I have several data.frames that have some common factor variables. However, missing observations cause discrepancies and some levels go missing in some of the data.frames. I would like to create a summary table that indicates which data.frames include the levels and which do not.
Like this
FACTOR1
DF.1 DF.2
LEVEL1 TRUE TRUE
LEVEL2 TRUE FALSE
where LEVEL1 of FACTOR1 appears in both data.frames DF.1 and DF.2 whereas LEVEL2 appears only in DF.1 but not in DF.2.
Try:
df.1 = data.frame(var=c('a','b','c','d'))
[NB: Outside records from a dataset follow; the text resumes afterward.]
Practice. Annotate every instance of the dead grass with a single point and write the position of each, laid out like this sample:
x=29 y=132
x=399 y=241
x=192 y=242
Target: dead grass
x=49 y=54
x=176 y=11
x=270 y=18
df.2 = data.frame(var=c('a','b','c'))
df.3 = data.frame(var=c('a','d','d'))
ldf = list()
for(i in 1:3){
ldf[[length(ldf)+1]] =get(paste0('df','.',i))
}
ll = sapply(ldf, function(x) {c(levels(x$var))})
levellist = unique(unlist(ll))
levellist
[1] "a" "b" "c" "d"
sapply(ldf, function(x) {levellist %in% levels(x$var) })
[,1] [,2] [,3]
[1,] TRUE TRUE TRUE
[2,] TRUE TRUE FALSE
[3,] TRUE TRUE FALSE
[4,] TRUE FALSE TRUE